Since my parents have owned restaurants, they have had an accountant do their taxes. Now they are retired so no more accountant, and now I will do my own taxes for the first time.
I started doing a bunch of research about tax returns, which mostly meant going through my old taxes and seeing what our accountant was doing. I was especially interested in the tax benefits you get from donating money, since many people have been donating because of the Tsunami.
Here are a few interesting things I have found. More info will undoubtedly come later:
1. Local and state income taxes count as a deduction. Depending on how much your state takes, and how much you make, this might make it worthwhile to itemize your deductions and not take the standard deduction. Apparently not a lot of people know this.
2. If you do fall above the standard deduction, then charitable contributions are fully deductible. That means for every $100 you donate, you will get a full $25-30 back. This is quite significant and means you can donate more money to charities than you previously thought.
3. If you donate for Tsunami relief before January 31, 2005, you can that deduction on your 2004 tax return. This is because of a special bill that Bush signed.
Click here for info.
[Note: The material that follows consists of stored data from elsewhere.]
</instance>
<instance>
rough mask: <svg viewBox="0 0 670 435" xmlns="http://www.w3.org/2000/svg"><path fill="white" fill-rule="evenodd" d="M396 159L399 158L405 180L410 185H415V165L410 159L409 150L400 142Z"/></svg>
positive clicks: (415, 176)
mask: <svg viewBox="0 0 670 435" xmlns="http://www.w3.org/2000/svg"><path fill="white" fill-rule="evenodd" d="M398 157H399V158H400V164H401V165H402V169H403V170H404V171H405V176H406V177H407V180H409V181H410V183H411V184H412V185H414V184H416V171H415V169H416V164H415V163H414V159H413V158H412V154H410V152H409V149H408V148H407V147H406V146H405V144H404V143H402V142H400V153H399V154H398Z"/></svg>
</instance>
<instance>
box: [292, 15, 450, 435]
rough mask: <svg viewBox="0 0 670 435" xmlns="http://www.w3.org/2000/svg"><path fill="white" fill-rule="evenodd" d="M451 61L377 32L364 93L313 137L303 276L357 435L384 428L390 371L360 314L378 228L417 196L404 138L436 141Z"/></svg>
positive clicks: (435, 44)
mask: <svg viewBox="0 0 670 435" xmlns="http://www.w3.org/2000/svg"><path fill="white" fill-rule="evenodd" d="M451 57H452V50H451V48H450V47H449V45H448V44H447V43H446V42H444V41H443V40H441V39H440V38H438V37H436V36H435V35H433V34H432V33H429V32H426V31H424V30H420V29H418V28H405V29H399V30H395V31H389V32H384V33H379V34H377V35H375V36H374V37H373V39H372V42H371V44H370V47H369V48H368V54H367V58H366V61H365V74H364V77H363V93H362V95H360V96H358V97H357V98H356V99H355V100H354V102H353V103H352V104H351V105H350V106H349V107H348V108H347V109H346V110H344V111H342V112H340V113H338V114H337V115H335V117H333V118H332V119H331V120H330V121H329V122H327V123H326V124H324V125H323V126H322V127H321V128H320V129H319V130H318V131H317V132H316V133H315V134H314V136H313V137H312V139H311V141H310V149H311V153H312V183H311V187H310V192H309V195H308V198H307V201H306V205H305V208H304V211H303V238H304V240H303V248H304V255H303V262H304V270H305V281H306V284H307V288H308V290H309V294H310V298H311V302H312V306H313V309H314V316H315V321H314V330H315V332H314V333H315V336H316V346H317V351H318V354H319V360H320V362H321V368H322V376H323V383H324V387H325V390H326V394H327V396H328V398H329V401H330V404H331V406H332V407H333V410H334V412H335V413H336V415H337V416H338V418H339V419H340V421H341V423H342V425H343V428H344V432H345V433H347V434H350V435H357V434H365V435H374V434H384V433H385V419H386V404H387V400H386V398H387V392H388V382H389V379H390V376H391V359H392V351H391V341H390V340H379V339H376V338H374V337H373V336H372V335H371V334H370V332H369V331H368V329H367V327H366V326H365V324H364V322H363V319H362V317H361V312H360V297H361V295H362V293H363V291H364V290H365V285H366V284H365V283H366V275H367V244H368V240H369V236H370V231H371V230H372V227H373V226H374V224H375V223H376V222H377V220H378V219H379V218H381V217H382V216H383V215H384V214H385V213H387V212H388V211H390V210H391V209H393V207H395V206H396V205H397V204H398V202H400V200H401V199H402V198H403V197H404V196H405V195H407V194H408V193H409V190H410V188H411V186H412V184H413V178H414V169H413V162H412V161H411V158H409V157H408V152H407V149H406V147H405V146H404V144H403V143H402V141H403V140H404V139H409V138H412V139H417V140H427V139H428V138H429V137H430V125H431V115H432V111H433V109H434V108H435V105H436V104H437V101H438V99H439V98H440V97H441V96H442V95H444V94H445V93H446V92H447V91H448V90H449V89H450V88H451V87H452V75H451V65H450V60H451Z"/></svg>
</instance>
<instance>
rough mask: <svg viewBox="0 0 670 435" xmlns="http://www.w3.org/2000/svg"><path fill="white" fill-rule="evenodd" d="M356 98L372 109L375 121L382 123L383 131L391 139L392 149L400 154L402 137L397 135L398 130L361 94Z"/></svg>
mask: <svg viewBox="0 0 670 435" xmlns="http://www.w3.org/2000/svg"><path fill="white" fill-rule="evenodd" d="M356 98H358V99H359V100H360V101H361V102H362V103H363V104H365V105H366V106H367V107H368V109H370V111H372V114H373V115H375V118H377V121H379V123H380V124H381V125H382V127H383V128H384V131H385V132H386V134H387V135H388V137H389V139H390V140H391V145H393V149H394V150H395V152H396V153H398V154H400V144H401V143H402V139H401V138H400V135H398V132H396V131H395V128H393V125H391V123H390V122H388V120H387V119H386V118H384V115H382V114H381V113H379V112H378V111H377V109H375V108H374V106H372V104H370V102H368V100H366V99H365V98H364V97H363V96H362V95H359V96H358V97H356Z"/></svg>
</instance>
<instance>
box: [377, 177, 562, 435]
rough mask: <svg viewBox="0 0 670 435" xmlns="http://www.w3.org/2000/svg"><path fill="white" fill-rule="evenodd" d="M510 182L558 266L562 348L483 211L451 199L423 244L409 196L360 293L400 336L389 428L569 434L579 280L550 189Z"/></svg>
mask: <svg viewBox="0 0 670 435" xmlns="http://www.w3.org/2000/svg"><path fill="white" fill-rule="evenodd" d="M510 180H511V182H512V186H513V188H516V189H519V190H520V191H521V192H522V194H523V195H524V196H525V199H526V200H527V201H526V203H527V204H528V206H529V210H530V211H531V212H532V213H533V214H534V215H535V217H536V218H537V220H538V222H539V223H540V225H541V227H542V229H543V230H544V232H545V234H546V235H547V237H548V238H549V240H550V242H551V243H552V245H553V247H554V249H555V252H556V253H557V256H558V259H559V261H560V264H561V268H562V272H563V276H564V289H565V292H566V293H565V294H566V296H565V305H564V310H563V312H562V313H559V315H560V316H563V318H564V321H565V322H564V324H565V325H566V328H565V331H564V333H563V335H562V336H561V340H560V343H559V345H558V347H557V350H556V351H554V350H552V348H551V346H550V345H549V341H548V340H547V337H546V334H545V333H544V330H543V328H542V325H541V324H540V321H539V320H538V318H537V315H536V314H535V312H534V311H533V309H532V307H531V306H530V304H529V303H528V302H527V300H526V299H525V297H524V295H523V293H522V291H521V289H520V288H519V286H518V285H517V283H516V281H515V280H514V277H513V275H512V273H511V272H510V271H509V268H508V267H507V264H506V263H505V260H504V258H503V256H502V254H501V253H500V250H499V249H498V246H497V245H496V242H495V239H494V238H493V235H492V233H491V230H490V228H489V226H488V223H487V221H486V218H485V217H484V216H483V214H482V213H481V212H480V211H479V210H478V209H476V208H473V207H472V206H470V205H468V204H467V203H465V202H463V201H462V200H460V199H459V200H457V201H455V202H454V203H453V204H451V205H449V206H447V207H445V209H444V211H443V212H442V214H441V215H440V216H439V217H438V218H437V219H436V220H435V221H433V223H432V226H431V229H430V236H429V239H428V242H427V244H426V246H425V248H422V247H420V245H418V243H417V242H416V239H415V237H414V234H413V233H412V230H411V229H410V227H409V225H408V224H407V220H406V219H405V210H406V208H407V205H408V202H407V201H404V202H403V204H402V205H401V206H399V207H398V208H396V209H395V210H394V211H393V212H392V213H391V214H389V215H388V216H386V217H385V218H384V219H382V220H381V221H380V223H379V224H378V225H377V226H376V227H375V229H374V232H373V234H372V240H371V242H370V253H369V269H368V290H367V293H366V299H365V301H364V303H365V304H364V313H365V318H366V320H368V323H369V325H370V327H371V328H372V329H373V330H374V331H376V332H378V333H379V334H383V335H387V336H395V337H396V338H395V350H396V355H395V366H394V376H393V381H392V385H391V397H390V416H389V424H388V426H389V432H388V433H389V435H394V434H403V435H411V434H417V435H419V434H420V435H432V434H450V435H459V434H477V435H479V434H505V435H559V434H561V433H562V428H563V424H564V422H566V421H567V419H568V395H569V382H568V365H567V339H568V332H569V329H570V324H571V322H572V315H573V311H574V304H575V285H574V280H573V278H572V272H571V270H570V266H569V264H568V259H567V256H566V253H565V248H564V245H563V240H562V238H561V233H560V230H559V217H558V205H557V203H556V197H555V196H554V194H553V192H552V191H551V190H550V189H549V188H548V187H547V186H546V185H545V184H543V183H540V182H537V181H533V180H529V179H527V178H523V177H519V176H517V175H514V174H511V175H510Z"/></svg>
This is great because it means you can donate now, and get the refund by this April, and not have to wait until April 2006.
4. One of the new deductions for 2004 and 2005 is you can deduct sales tax you pay, *instead* of deducting state income tax. You basically deduct whichever is greater. This will only be interesting to people who live in states with little to no state income tax, *and* who paid a lot of sales tax in the year (purchased a car, etc)
I'm actually pretty excited about doing my taxes. I think it will be a really good learning experience. I still haven't decided if I'm going to use Turbo Tax though. Just doing it on paper seems pretty straight forward. Opinions?